[LU-5801] client 2.5.2 - cgroups compatibility problem Created: 23/Oct/14 Updated: 24/Nov/22 |
|
| Status: | Open |
| Project: | Lustre |
| Component/s: | None |
| Affects Version/s: | Lustre 2.7.0, Lustre 2.5.2 |
| Fix Version/s: | None |
| Type: | Bug | Priority: | Minor |
| Reporter: | Lukasz Flis | Assignee: | WC Triage |
| Resolution: | Unresolved | Votes: | 1 |
| Labels: | None | ||
| Environment: |
Scientific Linux 6.5 |
||
| Attachments: |
|
||||
| Issue Links: |
|
||||
| Severity: | 3 | ||||
| Rank (Obsolete): | 16267 | ||||
| Description |
|
During internal tests it appeared that dd process get killed by OOM-Killer when it belongs to a cgroup with memory enforcement. In our scenario we use dd to write 10G file: Our tests on local filesystems and GPFS were fine - no oom killer invocations have been seen.

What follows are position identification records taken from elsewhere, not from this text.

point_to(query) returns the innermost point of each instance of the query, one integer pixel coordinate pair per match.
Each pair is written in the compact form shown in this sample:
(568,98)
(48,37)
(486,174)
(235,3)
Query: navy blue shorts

Only Lustre operations tend to fail due to memory excess I'm attaching oom details from dmesg – |
| Comments |
| Comment by Andreas Dilger [ 24/Oct/14 ] |
|
As yet, we haven't done any testing with Lustre and cgroups. I suspect this relates to the way that clients determine the cache limits based on the total RAM and not on the memory available to the cgroup. I suspect that this needs fixing in several places (max_dirty_mb, max_cached_mb, lu_cache limits, DLM pool limits, etc) to check the cgroup available memory instead of totalram_pages. That said, I don't know enough about cgroups yet to know what to check... |
| Comment by Lukasz Flis [ 24/Oct/14 ] |
|
I was looking for workaround and tried setting lustre.max_dirty_mb below the cgroup limit. Unfortunately no luck this time. |
| Comment by Lukasz Flis [ 13/Nov/14 ] |
|
Hello Since cgroups memory limiting is quite important functionality for us I'd like to ask if the fix is likely to appear in 2.5.x line? Best Regards |
| Comment by Andreas Dilger [ 14/Nov/14 ] |
|
All new features will appear in master before possibly being backported to a maintenance branch. Since master is currently in feature freeze for 2.7.0 it is unlikely that this feature would be implemented in the next few months. |
| Comment by Lukasz Flis [ 12/Jun/15 ] |
|
Hello Andreas, Are there any news regarding the memory cgroup support in new Lustre client versions? |
| Comment by Tyson Whitehead [ 08/Jan/18 ] |
|
Just adding another voice here for this bug to get some TLC as we've (Compute Canada) ran into it in a couple of cases with our users now. Would be great if it could get addressed. Thanks! -Tyson |
| Comment by Peter Jones [ 26/Jan/18 ] |
|
Has this issue been seen running on a current 2.10.x LTS release? |
| Comment by Patrick Farrell (Inactive) [ 26/Jan/18 ] |
|
Peter, You can check with Andreas, but I'm pretty confident the problem still exists. It's both a design issue and a design question. (I recall discussing it with Andreas in a JIRA at one point, but either my memory is bad or it was another JIRA.) We may not want to solve the problem in the way the reporter requested, but we haven't changed things here yet either. |